Hillary Clinton will return to public view in North Carolina on Thursday, aides said, appearing in Greensboro after an unexpected three-day interruption from the campaign trail.
The Democratic nominee, who was recently diagnosed with pneumonia, spent Tuesday at her home in Chappaqua, New York, where she watched President Barack Obama’s stump speech in Philadelphia on her behalf, Merrill said. She has no events Wednesday.
“She has spent the day catching up on reading briefings, making calls, and she watched President Obama’s speech in Philadelphia on TV,” Nick Merrill, her campaign spokesman, said.
Clinton was initially eyeing a return to the campaign trail as soon as Wednesday, with aides scouting for a location to deliver a possible speech on the economy.
But as the day wore along Tuesday, a person close to the campaign said, it became clear that Clinton would rest for at least one more day.

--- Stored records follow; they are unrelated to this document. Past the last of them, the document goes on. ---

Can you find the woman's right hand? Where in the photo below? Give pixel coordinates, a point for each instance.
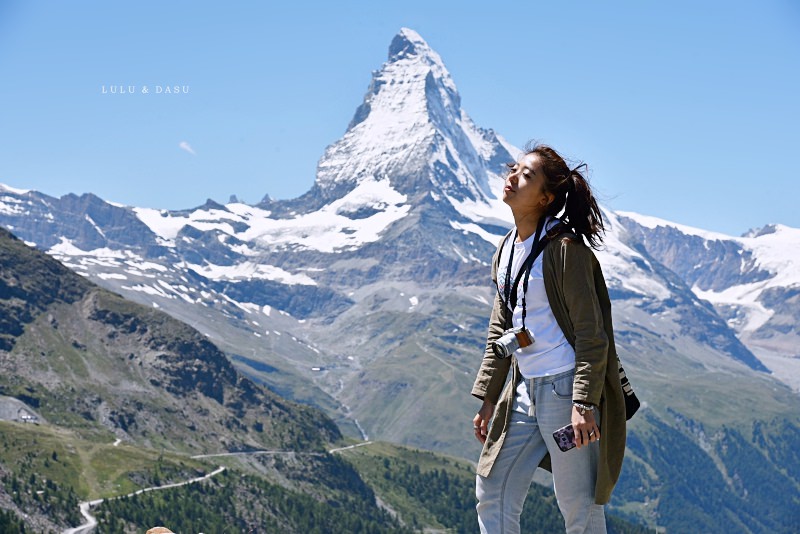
(480, 423)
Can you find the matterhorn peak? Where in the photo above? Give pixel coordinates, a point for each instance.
(410, 130)
(408, 43)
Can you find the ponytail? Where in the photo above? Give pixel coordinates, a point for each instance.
(574, 203)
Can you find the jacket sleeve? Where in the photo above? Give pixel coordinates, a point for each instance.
(493, 372)
(583, 306)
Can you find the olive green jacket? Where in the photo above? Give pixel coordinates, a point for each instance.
(579, 299)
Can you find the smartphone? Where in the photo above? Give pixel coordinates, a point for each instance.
(565, 437)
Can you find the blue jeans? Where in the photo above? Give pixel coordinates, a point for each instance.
(542, 406)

At her Chappaqua home on Tuesday, where a small group of reporters stood watch, she received six floral deliveries throughout the day. At her Brooklyn headquarters, campaign aides declined to speak about Clinton’s health condition.
Clinton told CNN’s Anderson Cooper on Monday that she intended to return to her campaign schedule “in the next couple of days.”
She is now scheduled to appear before the Congressional Hispanic Caucus meeting on Thursday night in Washington. Although that was the first scheduled event, aides said an earlier campaign stop is under consideration for Thursday.
Clinton abruptly left a September 11 commemoration ceremony Sunday after what her campaign said was an episode of “overheating.” A video showed a wobbly Clinton stumbling as she was assisted into her van to depart the ceremony.
She then went to daughter Chelsea Clinton’s apartment and later returned to her home in Chappaqua, where campaign manager Robby Mook told CNN’s Jake Tapper she was attended to by her doctor.
Clinton was diagnosed with pneumonia on Friday but decided to continue on the trail. The incident has prompted further scrutiny of her health and her campaign’s transparency, and comes less than two months before Election Day and as polls show a tightening race.